È nato a Três Corações, «Tre Cuori», ma la sua infanzia vera si accende a Bauru.
È una traiettoria classica: spostarsi per cercare lavoro, mettere insieme il pranzo con la cena, imparare presto che i sogni hanno bisogno di suole resistenti.
In quel contesto, il pallone non è un regalo che trovi sotto l’albero. Spesso non c’è proprio.
Edson gioca con quello che trova. Un pompelmo rubato al mercato. Oppure, la tecnologia suprema della povertà: un calzino vecchio riempito di carta di giornale e legato con lo spago.
Non è folklore da cartolina. È l’educazione tecnica della necessità. Se impari a trattare con dolcezza un calzino pieno di carta, se impari a non farlo scappare via, quando ti daranno un pallone di cuoio ti sembrerà di telecomandarlo.

Il contratto emotivo
Il punto non è se un bambino di nove anni possa davvero mantenere una promessa del genere. Il punto è l’effetto che quella promessa ha su di lui.

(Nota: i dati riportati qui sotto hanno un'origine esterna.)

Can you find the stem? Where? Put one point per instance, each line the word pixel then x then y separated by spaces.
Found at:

Quando pronunci quelle parole, stai firmando un contratto.
Pelé non promette al Brasile, all’ordine e al progresso, alla bandiera verdeoro. Promette a Dondinho.
È una differenza enorme. La patria è un’astrazione retorica; un padre che piange in cucina con la testa tra le mani è un fatto. E quando un fatto del genere ti entra negli occhi a nove anni, diventa la regola su cui costruisci tutto il resto.

Epilogo: il cerchio si chiude
Otto anni dopo, in Svezia, quel bambino ha 17 anni. Stoppa un pallone di petto, fa un sombrero a un difensore svedese che sembra una torre e segna al volo.
Vince il Mondiale.
Ne vincerà altri due, nel 1962 e nel 1970.
Se la storia finisse con le coppe, sarebbe solo statistica per gli almanacchi. Ma se tornate con la mente a quella stanza di Bauru, al 16 luglio 1950, capite che quei tre trofei sono anche, e soprattutto, una risposta privata.
È il modo in cui un figlio, diventato Re, restituisce a suo padre il sorriso che una radio gracchiante gli aveva portato via.
Questa è solo la prima pagina di una storia che diventerà leggenda, perché quel bambino di Bauru aveva appena cominciato a scrivere il suo nome sulla pelle del mondo.